Service: Masseuse, VAD, 1919 -
Notes: Miss R Ellis was working as a masseuse at Red Cross Hospital Aberystwyth, which was closed down in 1919. Temporary arrangements were made to enable her to continue working with disabled ex-servicemen in the Infirmary.
Reference: WaW0420
Newspaper report
Report of the working arrangements made for Miss Ellis. Cambrian News 25 April 1919.

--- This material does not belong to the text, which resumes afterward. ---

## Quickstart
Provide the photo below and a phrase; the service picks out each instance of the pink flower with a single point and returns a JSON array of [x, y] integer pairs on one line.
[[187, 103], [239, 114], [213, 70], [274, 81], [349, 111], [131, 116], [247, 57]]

Ella Jane Vincentia MacLaverty
Place of birth: Llangattock-Vibon-Avel
Service: Driver, FANY, Red Cross, 1914 ? - 1919
Notes: Ella MacLaverty, born 1880, was the youngest child of the wealthy vicar of Llangattock near Monmouth. She may have joined the Red Cross as a chauffeuse in 1914; she was definitely a member of the First Aid Nursing Yeomanry by July 1918, and may have been part of the St Omer convoy when George V visited the battlefields. Late in the war and after the Armistice she was employed driving those involved with clearing unexploded bombs in Hazebrouck and Poperinge.
Reference: WaW0414
Communicant’s slip
Communicant’s slip for Talbot House, the Toc H church centre in Poperinge, Flanders.
Gwenllian Lewis
Place of birth: Treharris
Service: Nurse, TFNS, November/Tachwedd 1914 – Jul
Notes: Gwenllian Lewis seems to have been working as a private nurse in the Midlands before she was called up in 1914. She spent three years at the 5th Northern General Hospital in Leicester before going to France in 1917. She remained there until early 1919 when she returned to Leicester. Her annual appraisals all refer to her as a ‘good nurse’ who was kind to patients. Her only misdemeanour was losing her TFNS badge, and having to pay for a replacement.
Reference: WaW0426
Esther Novinski/y
Place of birth: Tonypandy
Service: Doctor
Notes: Esther was the daughter of jeweller in Tonypandy, part of the Jewish community of the Valleys. She attended Porth County School before scholarships took her to University College Cardiff. After graduating in 1915 Esther completed her medical training at the Royal Free Hospital, London. She was appointed senior house surgeon there in May 1918 when ‘not yet 27 years of age’!
Reference: WaW0436
Newspaper report
Report of Esther Novinski’s appoinment at the Royal Free Hospital. Rhondda Leader 18th May 1918.